Folate is a B-vitamin that enables the body to make genetic material and divide cells. Folate occurs naturally in many foods such as beef liver; vegetables such as asparagus, Brussels sprouts, and dark leafy greens; fruit such as oranges; nuts; and legumes. The synthetic form of folate, called folic acid, is added to fortify foods such as enriched grains like flour, corn meal, pasta, cereals, and rice. Folic acid is also found in most dietary supplements such as multivitamins and prenatal vitamins.

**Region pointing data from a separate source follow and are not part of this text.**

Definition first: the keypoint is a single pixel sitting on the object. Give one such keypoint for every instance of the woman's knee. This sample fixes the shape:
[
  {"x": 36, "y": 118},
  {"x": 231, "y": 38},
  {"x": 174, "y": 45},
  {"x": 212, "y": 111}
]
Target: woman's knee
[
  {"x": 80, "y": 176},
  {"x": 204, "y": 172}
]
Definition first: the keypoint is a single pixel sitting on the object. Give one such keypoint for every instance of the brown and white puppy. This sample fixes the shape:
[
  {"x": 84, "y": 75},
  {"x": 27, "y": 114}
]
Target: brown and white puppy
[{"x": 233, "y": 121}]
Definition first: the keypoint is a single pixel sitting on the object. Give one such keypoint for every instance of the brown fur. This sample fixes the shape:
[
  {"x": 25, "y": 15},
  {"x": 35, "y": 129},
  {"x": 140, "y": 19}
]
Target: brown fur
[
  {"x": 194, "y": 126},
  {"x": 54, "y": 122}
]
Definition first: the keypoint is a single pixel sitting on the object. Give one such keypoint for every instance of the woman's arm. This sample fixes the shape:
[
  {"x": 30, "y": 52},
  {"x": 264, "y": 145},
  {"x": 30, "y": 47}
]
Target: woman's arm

The quantity of folate needed depends on an individual’s age. Recommended amounts are listed in micrograms (mcg) or dietary folate equivalents (DFEs). DFEs are used because most individuals absorb more folic acid from fortified foods and supplements than the folate that occurs naturally in foods. As a result, people need less folic acid than folate to reach the recommended amounts. 400mcg of folate and 240mcg of folic acid are both equivalent to 400 mcg DFE.
In supplements, folate can be found in two forms: folic acid and methylfolate (5-methyl-THF). Due to absorption issues, methylfolate is recommended over folic acid for people with celiac disease, inflammatory bowel disease, and the methylenetetrahydrofolate reductase (MTHFR) gene mutation.

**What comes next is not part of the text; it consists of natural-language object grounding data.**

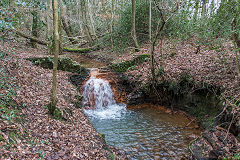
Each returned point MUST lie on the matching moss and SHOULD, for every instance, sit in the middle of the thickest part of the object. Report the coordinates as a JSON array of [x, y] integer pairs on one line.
[[79, 50], [64, 64], [125, 66]]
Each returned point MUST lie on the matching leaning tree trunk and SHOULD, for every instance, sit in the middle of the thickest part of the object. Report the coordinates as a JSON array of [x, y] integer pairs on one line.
[[134, 36], [56, 38], [84, 18]]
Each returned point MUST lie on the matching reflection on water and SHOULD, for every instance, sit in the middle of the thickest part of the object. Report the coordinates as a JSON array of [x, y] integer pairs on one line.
[[146, 133]]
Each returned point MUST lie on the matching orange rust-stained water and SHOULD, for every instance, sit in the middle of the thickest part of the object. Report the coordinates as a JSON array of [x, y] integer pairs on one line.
[[148, 133], [111, 79], [143, 131]]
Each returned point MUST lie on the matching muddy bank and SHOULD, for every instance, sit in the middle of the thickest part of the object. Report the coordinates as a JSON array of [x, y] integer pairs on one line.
[[201, 100], [74, 138]]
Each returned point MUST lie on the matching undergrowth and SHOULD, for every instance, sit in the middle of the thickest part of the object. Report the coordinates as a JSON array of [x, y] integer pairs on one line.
[[13, 131]]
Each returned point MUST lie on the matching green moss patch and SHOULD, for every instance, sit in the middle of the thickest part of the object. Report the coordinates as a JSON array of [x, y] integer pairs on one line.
[[64, 64], [124, 66]]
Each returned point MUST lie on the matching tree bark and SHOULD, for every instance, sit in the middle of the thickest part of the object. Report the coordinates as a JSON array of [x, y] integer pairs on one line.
[[111, 24], [56, 38], [84, 18], [236, 42], [35, 27], [48, 11], [134, 36], [196, 10], [204, 8], [31, 38], [150, 20]]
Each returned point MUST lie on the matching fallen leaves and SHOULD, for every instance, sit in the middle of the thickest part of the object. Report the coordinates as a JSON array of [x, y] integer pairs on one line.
[[49, 138]]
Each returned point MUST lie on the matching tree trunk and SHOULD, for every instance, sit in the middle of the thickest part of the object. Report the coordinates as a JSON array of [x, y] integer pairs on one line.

Folate is critical in the prevention of neural tube defects, congenital heart defects, premature birth, and low birth weight. All females of childbearing age should consume 400mcg of folate daily, either through diet or fortified foods and supplements, as an estimated half of all pregnancies are unplanned. Consuming 400mcg of folate daily for three months prior to conception shows a 70% to 80% reduction in risk for open neural tube defects.
For women who have had a prior pregnancy affected by neural tube defects, a higher daily dose of 4 milligrams (mg) of folic acid is recommended starting at least four weeks prior to the conception of a subsequent pregnancy.